My thought returned to me after what I think was but a minute or two, but which, as in a vivid dream, seemed as if it had lasted a long time, when I saw Ellen sitting, looking all the fuller of life and pleasure and desire from the contrast with the grey faded tapestry with its futile design, which was now only bearable because it had grown so faint and feeble.

She looked at me kindly, but as if she read me through and through. She said: “You have begun again your never-ending contrast between the past and this present. Is it not so?”

“True,” said I. “I was thinking of what you, with your capacity and intelligence, joined to your love of pleasure, and your impatience of unreasonable restraint—of what you would have been in that past. And even now, when all is won and has been for a long time, my heart is sickened with thinking of all the waste of life that has gone on for so many years.”

“So many centuries,” she said, “so many ages!”

“True,” I said; “too true,” and sat silent again.

She rose up and said: “Come, I must not let you go off into a dream again so soon. If we must lose you, I want you to see all that you can see first before you go back again.”

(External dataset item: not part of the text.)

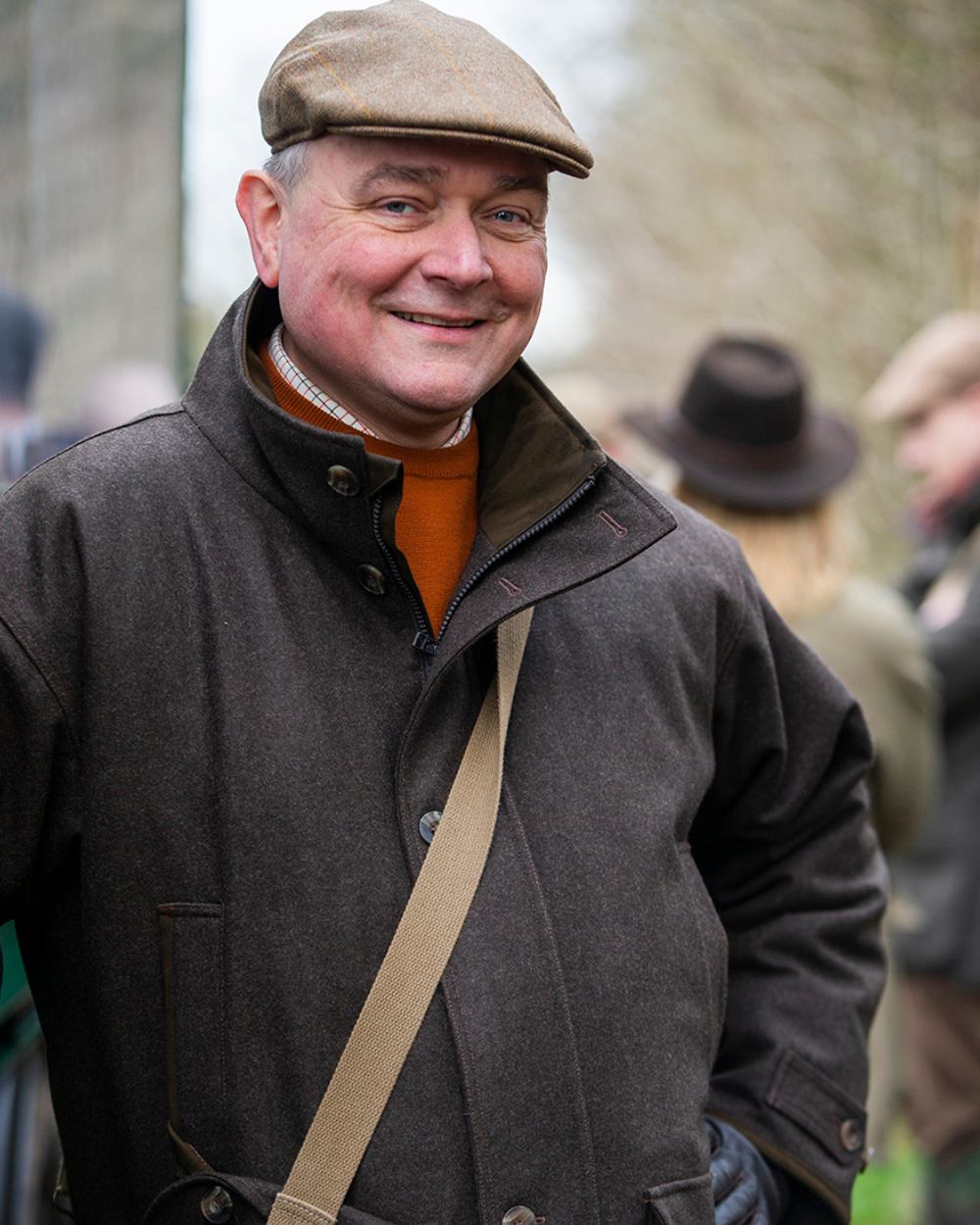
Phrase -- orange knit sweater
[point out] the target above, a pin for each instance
(436, 519)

“Lose me?” I said—“go back again? Am I not to go up to the North with you? What do you mean?”

She smiled somewhat sadly, and said: “Not yet; we will not talk of that yet. Only, what were you thinking of just now?”

I said falteringly: “I was saying to myself, The past, the present? Should she not have said the contrast of the present with the future: of blind despair with hope?”

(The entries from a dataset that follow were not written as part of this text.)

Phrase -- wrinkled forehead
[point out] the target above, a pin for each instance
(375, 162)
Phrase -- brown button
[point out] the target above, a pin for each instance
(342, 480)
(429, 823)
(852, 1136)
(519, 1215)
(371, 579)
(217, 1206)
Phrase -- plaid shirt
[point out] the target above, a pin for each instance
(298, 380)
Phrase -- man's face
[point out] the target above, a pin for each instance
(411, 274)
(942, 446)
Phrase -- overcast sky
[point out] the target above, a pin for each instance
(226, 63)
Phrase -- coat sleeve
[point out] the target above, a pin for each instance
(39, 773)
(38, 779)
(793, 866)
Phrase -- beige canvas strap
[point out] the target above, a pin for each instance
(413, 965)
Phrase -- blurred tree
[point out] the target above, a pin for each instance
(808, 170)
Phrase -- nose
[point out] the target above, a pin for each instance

“I knew it,” she said. Then she caught my hand and said excitedly, “Come, while there is yet time! Come!” And she led me out of the room; and as we were going downstairs and out of the house into the garden by a little side door which opened out of a curious lobby, she said in a calm voice, as if she wished me to forget her sudden nervousness: “Come! we ought to join the others before they come here looking for us. And let me tell you, my friend, that I can see you are too apt to fall into mere dreamy musing: no doubt because you are not yet used to our life of repose amidst of energy; of work which is pleasure and pleasure which is work.”